# Which size heater in Clam Voyager



## Riich (Nov 22, 2008)

I'm new to this so be easy on me! Just picked up a used Voyager, looking forward to trying ice fishing from a shelter.

I've decided on the Portable Buddy Heater, now I just need to know if I need the Buddy, or Big Buddy??

Buddy kicks out 4000 or 9000 BTU.

It's big brother kicks out 4000, 9000, and 18000 BTU.

I seriously haven't a clue which one I need, so if you have some advice I could sure use it.

Thanks in advance.


----------



## cattail (Aug 29, 2007)

I was also looking at getting a new heater for my ice house. I have a Mr. Heater heater/cooker and love it. Lots of heat and you can cook sausage on them. But i just got a X-thermal last year and don't need as much heat and like the fact that the door could flap against the heater and melt a hole, so am considering a Big Buddy.
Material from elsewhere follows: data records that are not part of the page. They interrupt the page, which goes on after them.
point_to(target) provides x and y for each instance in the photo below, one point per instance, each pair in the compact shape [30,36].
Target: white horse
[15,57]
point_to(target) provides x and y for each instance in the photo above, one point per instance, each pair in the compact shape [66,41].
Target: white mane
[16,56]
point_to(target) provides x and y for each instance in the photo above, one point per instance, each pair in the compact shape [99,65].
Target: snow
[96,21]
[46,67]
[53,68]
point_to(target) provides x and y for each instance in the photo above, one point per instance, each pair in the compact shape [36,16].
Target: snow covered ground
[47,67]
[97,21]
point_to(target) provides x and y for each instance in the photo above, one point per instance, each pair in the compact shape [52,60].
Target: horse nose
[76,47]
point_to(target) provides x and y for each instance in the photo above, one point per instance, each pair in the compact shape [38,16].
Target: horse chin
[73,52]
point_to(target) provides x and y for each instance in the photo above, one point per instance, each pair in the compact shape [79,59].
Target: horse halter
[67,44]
So my recommendation to you is a Big buddy over a little buddy, because I would rather be to hot than cold. I am also going to have the heater/cooker close in case i need more heat, or diner.

hope that helped :lol:


----------



## DuckBuster (Mar 18, 2003)

I have been running a big buddy in my Voyager for the last 3 years. A couple of my friends have been running the same heater in their Voyagers, too. Dependening on the day, you may not take off of low. They work really well in those houses.


----------



## Horker23 (Mar 2, 2006)

Second that!


----------



## Norm70 (Aug 26, 2005)

big buddy will heat it right up, but if you like to go with the wind whipping and when is -25 out i would have a propane burner one on backup. I would also buy and extention hose for the big buddy and use a 20lb tank and set it outside the house. I refilled 2x last winter and probably went fishing at least 3 days a week from 1st ice to last.


----------



## Riich (Nov 22, 2008)

Thanks! I guess I will opt for the bigger buddy then.


----------



## Shawn Hayes (Nov 28, 2008)

I would look into the Desa heaters. I own both the little buddy and the big buddy and if your heart is set on it definitely get the Big Buddy with the adapter for a bulk tank. If you fish every weekend your looking at hundreds of dollars worth of 1lb tanks at 18000btus. And it will take 18000 to heat that beast on cold days.
http://i247.photobucket.com/albums/gg15 ... heater.jpg


----------



## Riich (Nov 22, 2008)

Thanks, Shawn. I was planning on the conversion hose right away, I've been up that road before. I've got all kinds of 20 lb tanks around that I use with my smoker.


----------